Johnson a refusé de décrire les spécificités de l'approche technologique de Kernel pour se connecter au cerveau, tout comme Boyden et Wentz. Cependant, les membres de l'équipe ont travaillé sur des problèmes bien identifiés. Wentz a participé au développement de l'électronique pour la lecture à grande vitesse des données émises par les implants sans fil. Déjà, le flux d'informations pouvant être collectées à partir du cerveau d'une souris en temps réel dépasse ce qu'un ordinateur portable peut gérer. L'équipe a également besoin d'un moyen d'interface avec le cerveau humain. Le laboratoire de Boyden a travaillé sur plusieurs concepts pour ce faire, y compris des sondes en forme d'aiguille avec de minuscules électrodes gravées sur leur surface. Une autre idée est d'enregistrer l'activité neuronale en enfilant de minuscules fibres optiques à travers les capillaires du cerveau, une idée à peu près similaire à la dentelle neurale de Musk.

Des moyens plus sophistiqués de lire et d'écrire dans le cerveau sont considérés comme des moyens potentiels de traiter les troubles psychiatriques. Selon un concept que Boyden appelle les coprocesseurs cérébraux, il peut être possible de créer des systèmes en boucle fermée qui détectent certains signaux cérébraux, par exemple ceux associés à la dépression, et choquent le cerveau pour les inverser. Certains chirurgiens et médecins financés par un autre programme DARPA en sont aux premiers stades de la détermination de la possibilité de traiter des troubles mentaux graves de cette manière (voir A Shocking Way to Fix the Brain ).

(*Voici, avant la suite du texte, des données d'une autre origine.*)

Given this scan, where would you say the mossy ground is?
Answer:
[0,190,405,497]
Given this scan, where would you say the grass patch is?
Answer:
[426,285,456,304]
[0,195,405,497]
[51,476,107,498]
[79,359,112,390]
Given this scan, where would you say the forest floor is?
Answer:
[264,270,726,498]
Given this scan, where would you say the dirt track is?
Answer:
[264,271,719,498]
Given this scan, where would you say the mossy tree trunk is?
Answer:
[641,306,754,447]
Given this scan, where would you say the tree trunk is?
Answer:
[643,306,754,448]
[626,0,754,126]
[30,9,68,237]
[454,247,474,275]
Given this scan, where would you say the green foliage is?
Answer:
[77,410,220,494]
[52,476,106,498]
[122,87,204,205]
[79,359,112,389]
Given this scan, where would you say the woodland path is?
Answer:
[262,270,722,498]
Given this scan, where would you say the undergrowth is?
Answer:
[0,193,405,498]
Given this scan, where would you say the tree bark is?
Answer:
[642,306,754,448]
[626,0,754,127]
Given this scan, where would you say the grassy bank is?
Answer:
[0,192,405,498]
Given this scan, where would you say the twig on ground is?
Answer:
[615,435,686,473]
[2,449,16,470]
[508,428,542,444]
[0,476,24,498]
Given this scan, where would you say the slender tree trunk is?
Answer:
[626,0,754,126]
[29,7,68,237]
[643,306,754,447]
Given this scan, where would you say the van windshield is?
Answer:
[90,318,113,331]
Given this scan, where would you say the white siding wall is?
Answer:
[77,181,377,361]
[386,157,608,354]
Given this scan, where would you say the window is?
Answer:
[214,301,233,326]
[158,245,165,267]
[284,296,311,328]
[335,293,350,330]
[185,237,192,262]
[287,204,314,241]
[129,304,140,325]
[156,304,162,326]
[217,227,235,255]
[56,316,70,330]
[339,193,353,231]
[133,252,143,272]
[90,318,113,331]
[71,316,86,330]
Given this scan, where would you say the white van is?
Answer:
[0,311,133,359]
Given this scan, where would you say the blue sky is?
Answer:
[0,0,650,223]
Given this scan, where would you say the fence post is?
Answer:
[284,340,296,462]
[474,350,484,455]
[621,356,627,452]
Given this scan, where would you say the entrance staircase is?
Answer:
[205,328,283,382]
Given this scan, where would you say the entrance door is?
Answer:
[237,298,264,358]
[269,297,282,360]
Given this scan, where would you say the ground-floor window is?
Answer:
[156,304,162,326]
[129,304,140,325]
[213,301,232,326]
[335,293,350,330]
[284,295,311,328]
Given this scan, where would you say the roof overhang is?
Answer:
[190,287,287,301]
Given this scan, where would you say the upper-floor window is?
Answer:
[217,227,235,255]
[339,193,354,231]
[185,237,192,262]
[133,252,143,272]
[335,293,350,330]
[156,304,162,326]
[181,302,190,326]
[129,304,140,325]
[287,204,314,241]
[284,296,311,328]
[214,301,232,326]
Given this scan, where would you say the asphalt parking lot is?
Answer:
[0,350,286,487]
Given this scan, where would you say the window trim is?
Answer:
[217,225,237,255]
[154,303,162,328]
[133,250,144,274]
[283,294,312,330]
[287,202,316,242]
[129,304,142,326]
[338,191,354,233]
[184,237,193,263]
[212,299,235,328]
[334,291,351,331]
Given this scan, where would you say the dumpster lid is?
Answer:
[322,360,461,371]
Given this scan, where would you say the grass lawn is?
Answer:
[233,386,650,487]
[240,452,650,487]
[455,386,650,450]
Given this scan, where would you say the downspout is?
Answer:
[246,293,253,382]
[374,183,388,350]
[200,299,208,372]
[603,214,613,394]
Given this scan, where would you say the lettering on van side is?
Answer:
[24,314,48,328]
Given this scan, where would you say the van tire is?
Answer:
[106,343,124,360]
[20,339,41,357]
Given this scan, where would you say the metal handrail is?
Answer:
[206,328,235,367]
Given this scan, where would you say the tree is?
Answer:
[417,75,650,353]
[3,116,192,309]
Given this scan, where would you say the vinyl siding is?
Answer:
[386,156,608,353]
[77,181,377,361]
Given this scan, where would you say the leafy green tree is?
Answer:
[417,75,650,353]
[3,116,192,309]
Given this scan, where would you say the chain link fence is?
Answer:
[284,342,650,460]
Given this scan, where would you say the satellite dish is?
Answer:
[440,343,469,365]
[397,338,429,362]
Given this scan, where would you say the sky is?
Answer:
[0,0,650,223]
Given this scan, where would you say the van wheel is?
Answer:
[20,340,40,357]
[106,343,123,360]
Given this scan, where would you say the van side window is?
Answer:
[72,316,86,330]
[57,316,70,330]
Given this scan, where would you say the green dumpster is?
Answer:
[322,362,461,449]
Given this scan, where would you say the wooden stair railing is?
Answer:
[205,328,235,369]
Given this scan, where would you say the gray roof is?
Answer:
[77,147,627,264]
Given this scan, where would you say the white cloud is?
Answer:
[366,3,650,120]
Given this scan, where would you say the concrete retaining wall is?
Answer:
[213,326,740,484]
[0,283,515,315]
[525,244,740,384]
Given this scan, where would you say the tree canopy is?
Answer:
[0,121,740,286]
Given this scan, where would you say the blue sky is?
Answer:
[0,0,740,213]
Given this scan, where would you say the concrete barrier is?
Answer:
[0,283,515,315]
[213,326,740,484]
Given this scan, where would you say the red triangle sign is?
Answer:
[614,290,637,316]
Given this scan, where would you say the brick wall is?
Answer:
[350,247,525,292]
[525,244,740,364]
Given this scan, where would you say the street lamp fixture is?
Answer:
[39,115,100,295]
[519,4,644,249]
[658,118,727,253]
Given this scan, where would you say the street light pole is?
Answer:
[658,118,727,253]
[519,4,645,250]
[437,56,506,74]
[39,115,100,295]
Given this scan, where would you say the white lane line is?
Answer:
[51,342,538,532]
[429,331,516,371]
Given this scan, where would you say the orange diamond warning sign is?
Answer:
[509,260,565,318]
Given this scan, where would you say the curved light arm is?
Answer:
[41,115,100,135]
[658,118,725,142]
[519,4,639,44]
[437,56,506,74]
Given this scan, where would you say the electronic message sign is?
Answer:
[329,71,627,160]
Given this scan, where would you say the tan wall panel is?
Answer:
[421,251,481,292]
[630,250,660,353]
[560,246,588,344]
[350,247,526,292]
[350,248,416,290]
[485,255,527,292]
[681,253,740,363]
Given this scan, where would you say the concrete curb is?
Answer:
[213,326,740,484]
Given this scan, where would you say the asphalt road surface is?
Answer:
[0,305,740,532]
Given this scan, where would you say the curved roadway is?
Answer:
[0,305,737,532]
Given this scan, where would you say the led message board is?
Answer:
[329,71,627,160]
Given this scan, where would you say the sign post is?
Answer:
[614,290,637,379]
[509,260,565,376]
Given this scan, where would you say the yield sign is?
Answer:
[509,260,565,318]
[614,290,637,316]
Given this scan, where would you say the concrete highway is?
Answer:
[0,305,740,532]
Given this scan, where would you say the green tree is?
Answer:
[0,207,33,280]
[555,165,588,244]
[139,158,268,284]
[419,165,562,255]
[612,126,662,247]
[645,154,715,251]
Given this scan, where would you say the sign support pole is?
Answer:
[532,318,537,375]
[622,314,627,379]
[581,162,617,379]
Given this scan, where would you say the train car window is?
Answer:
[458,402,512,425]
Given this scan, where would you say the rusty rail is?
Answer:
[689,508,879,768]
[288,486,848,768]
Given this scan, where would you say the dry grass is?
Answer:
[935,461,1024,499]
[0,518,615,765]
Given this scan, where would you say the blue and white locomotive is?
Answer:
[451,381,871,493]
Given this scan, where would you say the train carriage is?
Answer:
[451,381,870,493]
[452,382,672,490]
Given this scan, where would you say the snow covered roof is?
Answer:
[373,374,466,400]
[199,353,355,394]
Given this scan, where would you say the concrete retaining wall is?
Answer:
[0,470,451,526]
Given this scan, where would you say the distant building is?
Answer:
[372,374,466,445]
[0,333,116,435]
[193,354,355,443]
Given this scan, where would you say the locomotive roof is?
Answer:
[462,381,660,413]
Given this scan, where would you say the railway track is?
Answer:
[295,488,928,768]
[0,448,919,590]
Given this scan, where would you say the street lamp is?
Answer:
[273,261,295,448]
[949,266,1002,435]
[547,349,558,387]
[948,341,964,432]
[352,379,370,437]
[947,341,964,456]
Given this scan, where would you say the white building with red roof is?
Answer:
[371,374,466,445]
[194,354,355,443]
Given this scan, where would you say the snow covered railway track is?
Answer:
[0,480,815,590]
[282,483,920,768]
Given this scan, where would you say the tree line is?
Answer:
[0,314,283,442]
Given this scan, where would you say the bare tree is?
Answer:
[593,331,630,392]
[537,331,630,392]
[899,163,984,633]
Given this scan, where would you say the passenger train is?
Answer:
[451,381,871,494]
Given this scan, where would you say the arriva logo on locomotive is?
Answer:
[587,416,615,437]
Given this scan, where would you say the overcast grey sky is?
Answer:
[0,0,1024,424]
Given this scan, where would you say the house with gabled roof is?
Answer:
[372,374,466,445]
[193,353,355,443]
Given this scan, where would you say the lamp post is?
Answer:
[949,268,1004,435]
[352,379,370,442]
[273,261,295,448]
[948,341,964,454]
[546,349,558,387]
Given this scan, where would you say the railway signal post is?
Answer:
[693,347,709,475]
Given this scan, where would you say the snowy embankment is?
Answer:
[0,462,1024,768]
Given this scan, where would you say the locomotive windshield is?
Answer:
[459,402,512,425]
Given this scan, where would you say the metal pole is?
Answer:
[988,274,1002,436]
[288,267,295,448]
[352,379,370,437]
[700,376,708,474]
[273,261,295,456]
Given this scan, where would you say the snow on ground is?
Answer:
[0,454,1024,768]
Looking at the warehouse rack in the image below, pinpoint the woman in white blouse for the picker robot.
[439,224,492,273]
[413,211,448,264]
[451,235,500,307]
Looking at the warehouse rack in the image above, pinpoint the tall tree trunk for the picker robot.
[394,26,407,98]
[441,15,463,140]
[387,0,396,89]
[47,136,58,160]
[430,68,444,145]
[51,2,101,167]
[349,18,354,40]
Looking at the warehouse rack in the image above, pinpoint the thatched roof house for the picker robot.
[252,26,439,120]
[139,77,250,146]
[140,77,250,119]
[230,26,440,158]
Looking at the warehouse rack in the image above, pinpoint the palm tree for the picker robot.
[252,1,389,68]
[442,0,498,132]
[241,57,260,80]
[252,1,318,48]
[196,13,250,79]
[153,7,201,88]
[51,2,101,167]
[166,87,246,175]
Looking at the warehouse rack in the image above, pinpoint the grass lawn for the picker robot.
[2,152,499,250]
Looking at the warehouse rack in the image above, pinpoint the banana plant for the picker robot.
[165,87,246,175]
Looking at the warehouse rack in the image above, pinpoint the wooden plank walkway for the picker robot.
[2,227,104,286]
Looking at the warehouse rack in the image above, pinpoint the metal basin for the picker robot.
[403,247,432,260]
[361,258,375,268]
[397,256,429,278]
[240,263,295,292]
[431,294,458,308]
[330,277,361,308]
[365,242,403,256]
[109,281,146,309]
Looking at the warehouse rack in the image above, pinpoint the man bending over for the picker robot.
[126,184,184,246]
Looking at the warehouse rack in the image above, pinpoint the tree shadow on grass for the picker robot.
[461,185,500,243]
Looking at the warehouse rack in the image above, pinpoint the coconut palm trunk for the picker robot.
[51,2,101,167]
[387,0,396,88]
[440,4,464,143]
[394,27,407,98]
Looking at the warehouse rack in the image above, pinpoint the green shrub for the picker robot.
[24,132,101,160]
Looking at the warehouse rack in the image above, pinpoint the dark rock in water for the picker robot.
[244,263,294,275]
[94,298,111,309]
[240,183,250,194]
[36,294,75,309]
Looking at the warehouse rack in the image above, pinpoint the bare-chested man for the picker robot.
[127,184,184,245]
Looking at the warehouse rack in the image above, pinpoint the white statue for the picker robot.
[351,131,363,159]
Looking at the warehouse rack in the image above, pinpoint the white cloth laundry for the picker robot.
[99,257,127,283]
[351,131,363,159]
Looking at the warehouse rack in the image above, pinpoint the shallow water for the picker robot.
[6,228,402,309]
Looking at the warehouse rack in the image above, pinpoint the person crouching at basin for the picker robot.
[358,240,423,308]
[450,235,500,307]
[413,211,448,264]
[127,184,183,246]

Boyden dit que les 100 millions de dollars de Johnson font une grande différence dans la façon dont lui et ses étudiants perçoivent les objectifs de l'entrepreneur. Beaucoup de neurotechnologies sont venues et reparties. Mais une chose est que c'est très cher, dit-il. L'invention coûte cher, le travail clinique coûte cher. Ce n'est pas facile. Et voici quelqu'un qui met de l'argent dans le jeu.